Das umfasst die technische Absicherung der Netzwerke, ein effektives Krisenmanagement sowie Sensibilisierung und Schulung aller Beteiligten. Zudem gewinnt die Verfolgung von Cyberkriminalität durch die Strafverfolgungsbehörden an Bedeutung. Die Festnahme in Moldawien ist ein wichtiger Erfolgsschritt, der hoffentlich Signalwirkung für andere Tätergruppen hat und zeigt, dass internationale Kooperationen Früchte tragen.

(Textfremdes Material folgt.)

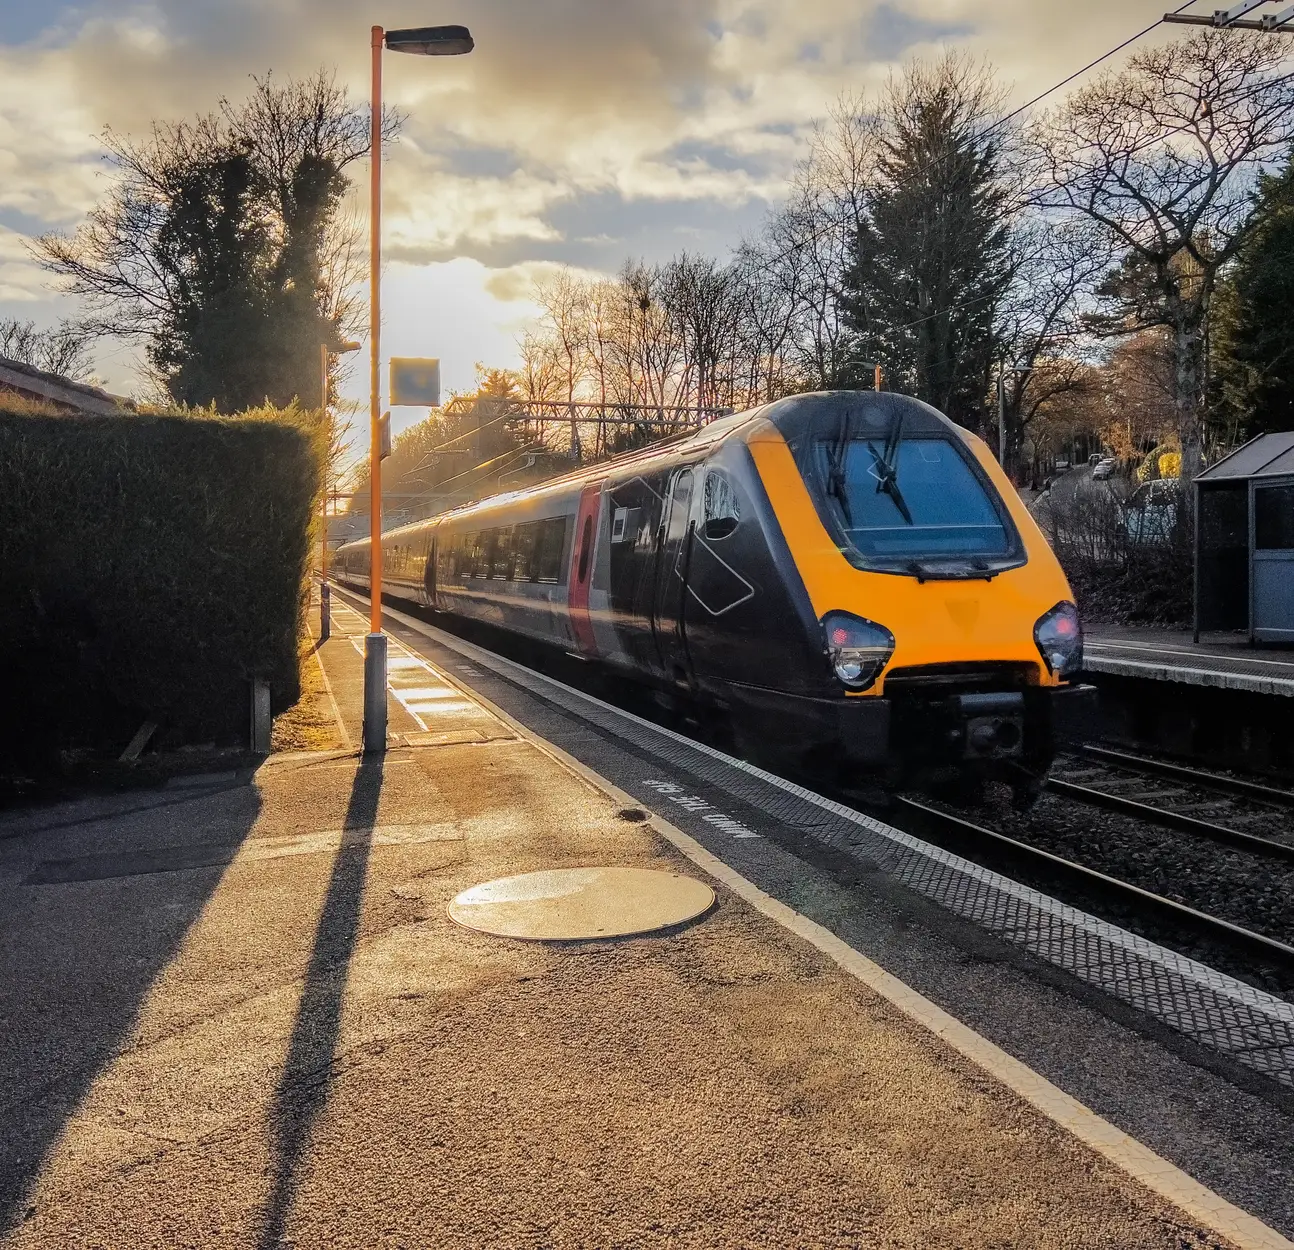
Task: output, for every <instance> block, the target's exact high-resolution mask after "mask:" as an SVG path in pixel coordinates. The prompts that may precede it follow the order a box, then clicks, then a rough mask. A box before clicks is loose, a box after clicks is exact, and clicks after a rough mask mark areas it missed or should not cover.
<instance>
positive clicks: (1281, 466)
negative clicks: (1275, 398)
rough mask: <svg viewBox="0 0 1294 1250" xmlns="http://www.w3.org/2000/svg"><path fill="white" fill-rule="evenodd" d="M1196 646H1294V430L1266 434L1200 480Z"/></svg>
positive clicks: (1198, 499)
mask: <svg viewBox="0 0 1294 1250" xmlns="http://www.w3.org/2000/svg"><path fill="white" fill-rule="evenodd" d="M1194 485H1196V516H1197V518H1198V524H1197V525H1196V595H1194V599H1196V619H1194V629H1196V642H1198V641H1200V633H1201V630H1219V629H1236V630H1247V631H1249V641H1250V642H1253V643H1258V642H1290V643H1294V431H1282V432H1278V433H1262V435H1259V436H1258V437H1256V439H1250V440H1249V443H1246V444H1245V445H1244V446H1241V448H1237V449H1236V450H1234V452H1232V453H1231V455H1228V457H1225V458H1224V459H1220V461H1219V462H1218V463H1216V465H1212V466H1211V467H1209V468H1206V470H1205V471H1203V472H1202V474H1201V475H1200V476H1198V477H1196V483H1194Z"/></svg>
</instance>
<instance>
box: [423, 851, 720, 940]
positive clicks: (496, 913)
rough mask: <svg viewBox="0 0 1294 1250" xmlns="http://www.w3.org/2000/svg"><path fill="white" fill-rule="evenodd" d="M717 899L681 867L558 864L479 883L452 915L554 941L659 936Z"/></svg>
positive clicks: (482, 927)
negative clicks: (555, 869) (663, 932)
mask: <svg viewBox="0 0 1294 1250" xmlns="http://www.w3.org/2000/svg"><path fill="white" fill-rule="evenodd" d="M713 903H714V890H712V889H710V888H709V886H708V885H705V884H704V883H701V881H696V880H694V879H692V877H685V876H682V875H681V873H677V872H652V871H651V870H648V868H556V870H551V871H549V872H525V873H523V875H521V876H516V877H502V879H499V880H498V881H485V883H484V884H483V885H474V886H472V888H471V889H470V890H463V893H462V894H459V895H458V897H457V898H455V899H454V901H453V902H452V903H450V905H449V915H450V917H452V919H453V920H457V921H458V923H459V924H461V925H466V927H467V928H468V929H479V930H480V932H481V933H494V934H497V936H499V937H515V938H533V939H537V941H550V942H551V941H576V939H580V938H603V937H625V936H626V934H630V933H651V932H652V930H655V929H665V928H668V927H669V925H673V924H682V923H683V921H685V920H691V919H692V917H694V916H699V915H700V914H701V912H703V911H705V910H707V908H709V907H710V906H712V905H713Z"/></svg>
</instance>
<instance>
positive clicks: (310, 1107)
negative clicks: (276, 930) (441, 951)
mask: <svg viewBox="0 0 1294 1250" xmlns="http://www.w3.org/2000/svg"><path fill="white" fill-rule="evenodd" d="M380 795H382V756H380V754H375V756H364V757H362V762H361V763H360V769H358V771H357V773H356V775H355V782H353V784H352V787H351V798H349V802H348V804H347V810H345V820H344V824H343V833H342V846H340V848H339V850H338V854H336V859H335V861H334V862H333V875H331V879H330V880H329V886H327V894H326V897H325V899H323V907H322V910H321V912H320V919H318V925H317V928H316V930H314V947H313V950H312V952H311V961H309V967H308V968H307V972H305V985H304V987H303V990H302V1000H300V1004H299V1007H298V1011H296V1022H295V1025H294V1027H292V1036H291V1040H290V1043H289V1047H287V1060H286V1064H285V1066H283V1075H282V1078H281V1080H280V1083H278V1088H277V1091H276V1092H274V1101H273V1105H272V1108H270V1131H272V1134H273V1139H274V1143H273V1144H274V1180H273V1185H272V1188H270V1194H269V1200H268V1202H267V1205H265V1215H264V1219H263V1222H261V1234H260V1240H259V1242H258V1245H259V1246H260V1250H270V1247H276V1246H278V1245H280V1244H281V1241H282V1237H283V1232H285V1227H286V1223H287V1216H289V1214H290V1212H291V1209H292V1202H294V1200H295V1196H296V1189H298V1184H299V1180H300V1168H302V1165H303V1161H304V1157H305V1152H307V1150H308V1148H309V1143H311V1135H312V1131H313V1127H314V1123H316V1121H317V1119H318V1117H320V1114H321V1112H322V1110H323V1108H325V1106H326V1105H327V1096H329V1091H330V1087H331V1082H333V1062H334V1060H335V1057H336V1044H338V1038H339V1035H340V1030H342V1000H343V998H344V995H345V982H347V977H348V974H349V968H351V958H352V955H353V954H355V947H356V943H357V941H358V936H360V914H361V908H362V906H364V889H365V881H366V879H367V871H369V853H370V849H371V845H373V826H374V822H375V820H377V814H378V800H379V797H380Z"/></svg>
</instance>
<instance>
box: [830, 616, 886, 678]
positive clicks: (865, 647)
mask: <svg viewBox="0 0 1294 1250" xmlns="http://www.w3.org/2000/svg"><path fill="white" fill-rule="evenodd" d="M822 628H823V631H824V633H826V635H827V657H828V659H829V660H831V666H832V669H833V670H835V673H836V678H837V681H839V682H840V683H841V686H844V687H845V688H846V690H867V687H868V686H871V685H872V682H875V681H876V678H877V677H880V673H881V669H883V668H885V665H886V664H888V663H889V657H890V656H892V655H893V653H894V635H893V634H892V633H890V631H889V630H888V629H886V628H885V626H884V625H877V624H876V622H875V621H864V620H863V619H862V617H861V616H851V615H850V613H849V612H828V613H827V615H826V616H824V617H823V619H822Z"/></svg>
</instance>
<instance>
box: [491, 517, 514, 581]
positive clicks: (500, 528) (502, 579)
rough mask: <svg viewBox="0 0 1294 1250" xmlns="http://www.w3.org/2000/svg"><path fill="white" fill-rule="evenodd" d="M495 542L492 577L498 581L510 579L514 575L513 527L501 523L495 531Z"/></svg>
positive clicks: (491, 572)
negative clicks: (512, 549)
mask: <svg viewBox="0 0 1294 1250" xmlns="http://www.w3.org/2000/svg"><path fill="white" fill-rule="evenodd" d="M493 536H494V543H493V550H492V551H490V562H489V564H490V577H493V578H494V580H496V581H509V580H510V578H511V576H512V527H511V525H501V527H499V528H498V529H496V531H493Z"/></svg>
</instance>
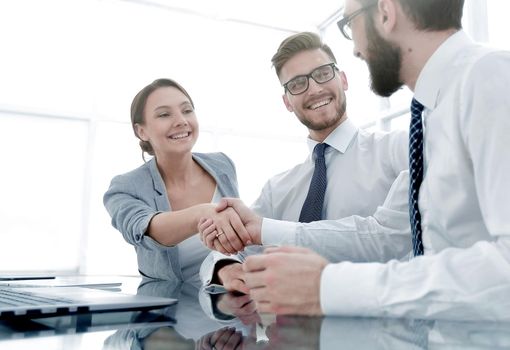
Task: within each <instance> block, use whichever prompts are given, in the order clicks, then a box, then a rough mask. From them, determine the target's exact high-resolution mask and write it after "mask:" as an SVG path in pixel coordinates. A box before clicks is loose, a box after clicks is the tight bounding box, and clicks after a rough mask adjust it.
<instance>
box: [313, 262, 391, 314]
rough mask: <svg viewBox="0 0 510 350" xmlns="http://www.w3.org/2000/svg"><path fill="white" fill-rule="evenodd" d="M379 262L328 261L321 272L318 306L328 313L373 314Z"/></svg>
mask: <svg viewBox="0 0 510 350" xmlns="http://www.w3.org/2000/svg"><path fill="white" fill-rule="evenodd" d="M381 268H382V264H379V263H366V264H360V263H357V264H353V263H350V262H342V263H338V264H329V265H327V266H326V267H325V268H324V270H323V271H322V275H321V288H320V297H321V309H322V312H323V313H324V315H327V316H330V315H331V316H374V315H375V314H377V313H379V312H380V310H379V305H378V302H377V295H378V290H379V288H378V286H377V280H378V277H377V276H378V273H379V270H380V269H381Z"/></svg>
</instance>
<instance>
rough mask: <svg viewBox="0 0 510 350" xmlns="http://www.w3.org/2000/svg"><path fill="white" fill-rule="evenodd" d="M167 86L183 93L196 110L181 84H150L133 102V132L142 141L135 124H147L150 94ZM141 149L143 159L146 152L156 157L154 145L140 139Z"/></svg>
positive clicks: (193, 107)
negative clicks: (145, 123)
mask: <svg viewBox="0 0 510 350" xmlns="http://www.w3.org/2000/svg"><path fill="white" fill-rule="evenodd" d="M167 86H169V87H174V88H176V89H178V90H179V91H181V92H182V93H183V94H184V95H186V97H187V98H188V99H189V101H190V103H191V106H192V107H193V108H195V105H194V104H193V100H192V99H191V97H190V95H189V94H188V92H187V91H186V90H185V89H184V88H183V87H182V86H181V85H180V84H179V83H177V82H176V81H174V80H171V79H156V80H154V81H153V82H152V83H150V84H149V85H147V86H146V87H144V88H143V89H142V90H140V92H139V93H137V94H136V96H135V98H134V99H133V102H131V126H132V127H133V132H134V133H135V136H136V137H137V138H138V139H140V136H139V135H138V133H137V132H136V127H135V124H140V125H143V124H144V123H145V118H144V115H143V110H144V109H145V105H146V104H147V99H148V98H149V96H150V94H152V93H153V92H154V91H156V90H157V89H159V88H161V87H167ZM140 148H141V149H142V157H143V153H144V152H147V153H149V154H150V155H151V156H153V155H154V149H153V148H152V145H151V144H150V142H149V141H143V140H142V139H140ZM144 160H145V158H144Z"/></svg>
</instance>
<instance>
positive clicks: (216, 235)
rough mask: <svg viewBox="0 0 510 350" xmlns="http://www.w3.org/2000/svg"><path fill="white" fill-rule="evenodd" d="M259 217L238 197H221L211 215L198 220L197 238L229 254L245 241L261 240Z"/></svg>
mask: <svg viewBox="0 0 510 350" xmlns="http://www.w3.org/2000/svg"><path fill="white" fill-rule="evenodd" d="M261 227H262V218H261V217H260V216H258V215H256V214H255V213H253V212H252V211H251V210H250V209H249V208H248V207H247V206H246V205H245V204H244V203H243V202H242V201H241V200H240V199H237V198H223V199H222V200H221V201H220V202H219V203H218V205H217V207H216V209H215V212H214V213H213V214H212V216H211V217H208V218H201V219H200V221H199V223H198V231H199V234H200V239H201V240H202V242H203V243H204V244H205V245H206V246H207V247H208V248H209V249H214V250H216V251H218V252H220V253H223V254H226V255H229V254H236V253H238V252H240V251H242V250H244V248H245V247H246V246H248V245H253V244H259V245H260V244H262V242H261V237H260V231H261Z"/></svg>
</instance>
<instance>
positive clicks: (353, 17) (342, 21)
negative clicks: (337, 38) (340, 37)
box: [336, 3, 377, 40]
mask: <svg viewBox="0 0 510 350" xmlns="http://www.w3.org/2000/svg"><path fill="white" fill-rule="evenodd" d="M375 5H377V3H373V4H370V5H367V6H364V7H362V8H360V9H358V10H356V11H354V12H353V13H351V14H350V15H349V16H347V17H344V18H342V19H341V20H339V21H338V22H337V23H336V25H337V26H338V29H340V32H341V33H342V35H343V36H344V37H345V38H346V39H347V40H352V31H351V21H352V20H353V19H354V17H356V16H358V15H360V14H361V13H363V12H364V11H366V10H368V9H369V8H371V7H374V6H375Z"/></svg>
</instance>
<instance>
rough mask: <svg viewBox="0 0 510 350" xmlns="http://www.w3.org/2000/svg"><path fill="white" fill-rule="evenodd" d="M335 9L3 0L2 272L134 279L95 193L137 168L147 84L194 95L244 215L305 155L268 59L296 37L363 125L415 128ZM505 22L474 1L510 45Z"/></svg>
mask: <svg viewBox="0 0 510 350" xmlns="http://www.w3.org/2000/svg"><path fill="white" fill-rule="evenodd" d="M342 13H343V0H316V1H295V0H276V1H275V0H273V1H269V0H257V1H252V2H247V1H234V0H217V1H206V0H186V1H184V0H181V1H178V0H45V1H40V0H3V1H1V2H0V33H1V34H0V43H1V56H0V62H1V64H0V130H1V131H2V136H1V137H0V149H1V150H2V168H1V169H2V170H1V177H0V180H1V181H0V196H1V200H0V241H1V244H0V270H1V271H18V272H22V271H55V272H58V273H87V274H137V268H136V257H135V253H134V249H133V247H131V246H130V245H128V244H127V243H125V242H124V240H123V239H122V237H121V234H120V233H119V232H117V231H116V230H115V229H113V228H112V227H111V225H110V218H109V216H108V214H107V212H106V210H105V209H104V207H103V204H102V196H103V193H104V192H105V191H106V190H107V188H108V185H109V183H110V180H111V178H112V177H113V176H114V175H117V174H120V173H124V172H127V171H129V170H131V169H133V168H135V167H138V166H139V165H141V164H142V163H143V160H142V158H141V151H140V149H139V147H138V141H137V139H136V138H135V137H134V135H133V132H132V129H131V125H130V117H129V108H130V104H131V101H132V98H133V97H134V95H135V94H136V93H137V92H138V91H139V90H140V89H141V88H142V87H144V86H145V85H147V84H148V83H150V82H151V81H153V80H154V79H157V78H162V77H167V78H172V79H175V80H177V81H178V82H179V83H181V84H182V85H183V86H184V87H185V89H187V90H188V92H189V93H190V95H191V97H192V98H193V100H194V102H195V106H196V113H197V116H198V120H199V123H200V127H201V134H200V137H199V141H198V143H197V145H196V147H195V151H198V152H213V151H222V152H225V153H226V154H227V155H229V156H230V157H231V158H232V159H233V160H234V162H235V164H236V166H237V171H238V180H239V185H240V192H241V198H242V199H243V200H244V201H245V202H246V203H247V204H251V202H252V201H253V200H255V199H256V198H257V196H258V194H259V192H260V190H261V188H262V186H263V184H264V183H265V181H266V180H267V179H268V178H269V177H271V176H272V175H275V174H277V173H279V172H282V171H284V170H286V169H288V168H289V167H291V166H293V165H295V164H297V163H300V162H302V161H303V160H304V159H305V158H306V156H307V154H308V151H307V147H306V143H305V139H306V136H307V133H306V128H305V127H304V126H303V125H301V124H300V123H299V122H298V121H297V119H296V117H295V116H294V115H293V114H292V113H289V112H288V111H287V110H286V109H285V107H284V104H283V102H282V99H281V96H282V93H283V89H282V87H281V86H280V84H279V82H278V79H277V78H276V74H275V72H274V69H272V67H271V62H270V59H271V57H272V55H273V54H274V53H275V51H276V49H277V47H278V45H279V44H280V42H281V41H282V40H283V39H284V38H285V37H287V36H289V35H290V34H293V33H295V32H300V31H305V30H306V31H314V32H317V33H319V34H320V35H321V36H322V37H323V39H324V41H325V42H326V43H327V44H328V45H329V46H331V47H332V49H333V51H334V53H335V55H336V57H337V60H338V61H339V67H340V69H341V70H344V71H345V72H346V74H347V78H348V80H349V90H348V91H347V99H348V103H347V106H348V107H347V111H348V115H349V117H350V118H351V120H353V121H354V123H356V124H357V125H358V126H360V127H362V128H372V129H382V130H392V129H401V128H407V123H408V115H407V110H408V105H409V101H410V100H411V93H410V92H409V91H408V90H407V89H403V90H401V91H399V92H398V93H397V94H395V95H394V96H392V97H391V98H389V99H383V98H379V97H376V96H375V95H374V94H373V93H371V92H370V90H369V87H368V84H369V80H368V73H367V69H366V66H365V64H364V63H363V62H362V61H360V60H358V59H356V58H354V57H353V55H352V43H351V42H349V41H347V40H345V39H343V37H342V35H341V34H340V32H339V31H338V29H337V27H336V22H337V21H338V20H339V19H340V18H341V17H342ZM508 13H510V1H505V0H466V4H465V10H464V22H463V25H464V28H465V29H466V31H467V32H468V33H469V34H470V35H471V36H472V37H473V38H474V39H475V40H477V41H480V42H482V43H484V44H487V45H492V46H499V47H502V48H506V49H510V41H509V40H508V37H507V34H506V33H507V32H508V25H507V24H506V20H505V19H504V15H505V14H508ZM275 150H278V151H277V152H275ZM282 155H284V156H282Z"/></svg>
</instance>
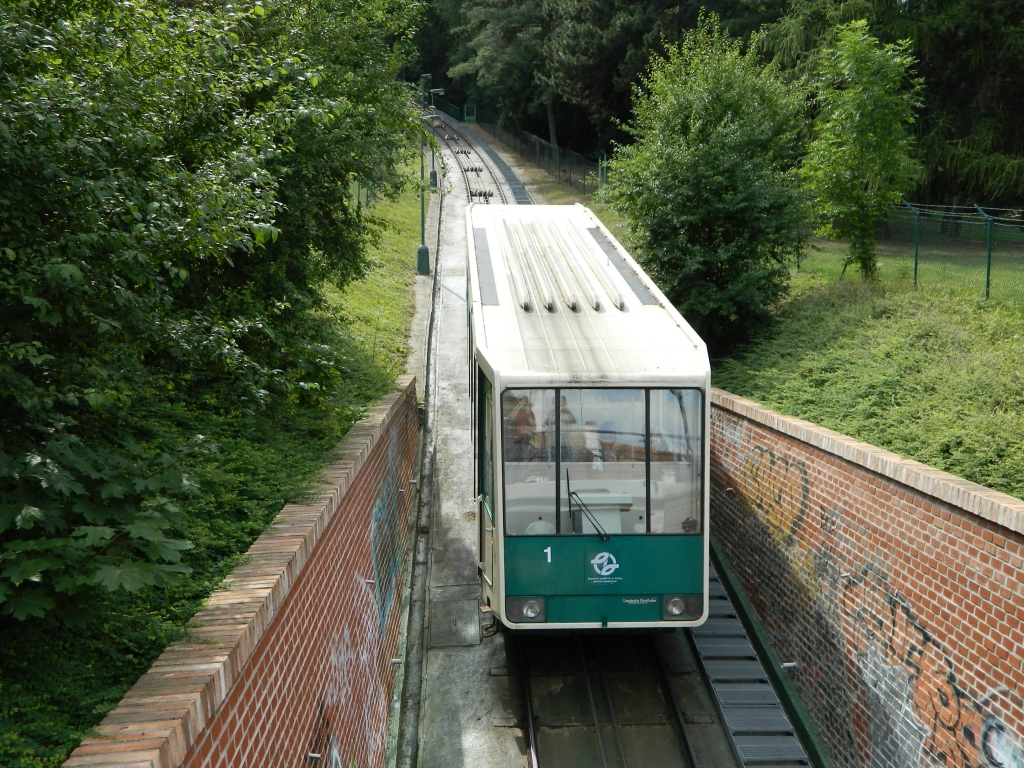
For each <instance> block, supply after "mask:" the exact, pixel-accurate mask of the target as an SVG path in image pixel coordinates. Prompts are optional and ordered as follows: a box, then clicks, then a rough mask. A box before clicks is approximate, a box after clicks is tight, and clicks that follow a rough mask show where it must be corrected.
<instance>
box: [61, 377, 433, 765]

Gleichzeitig bleibt die Herausforderung bestehen, mit der sich fortwährend weiterentwickelnden Technologie Schritt zu halten und rechtliche Rahmenbedingungen zu schaffen, die entsprechende Sanktionen ermöglichen und abschreckend wirken. Die Ransomware-Attacke auf die niederländische Forschungsagentur hat weitreichende Auswirkungen gezeigt.
Der entstandene Schaden von 4,5 Millionen Euro ist nur die Spitze des Eisbergs. Die Veröffentlichung vertraulicher Dokumente kann das Vertrauen in die betroffene Institution beeinträchtigen und wichtige Forschungsprojekte gefährden. Langfristig kann das die Innovationskraft eines Landes schwächen. Daher bleibt es unerlässlich, dass Forschungsinstitutionen ihre Sicherheitsarchitektur laufend überprüfen und anpassen. Auch die Öffentlichkeit gewinnt durch die Berichterstattung um solche Vorfälle ein erhöhtes Bewusstsein für die Risiken der digitalen Vernetzung.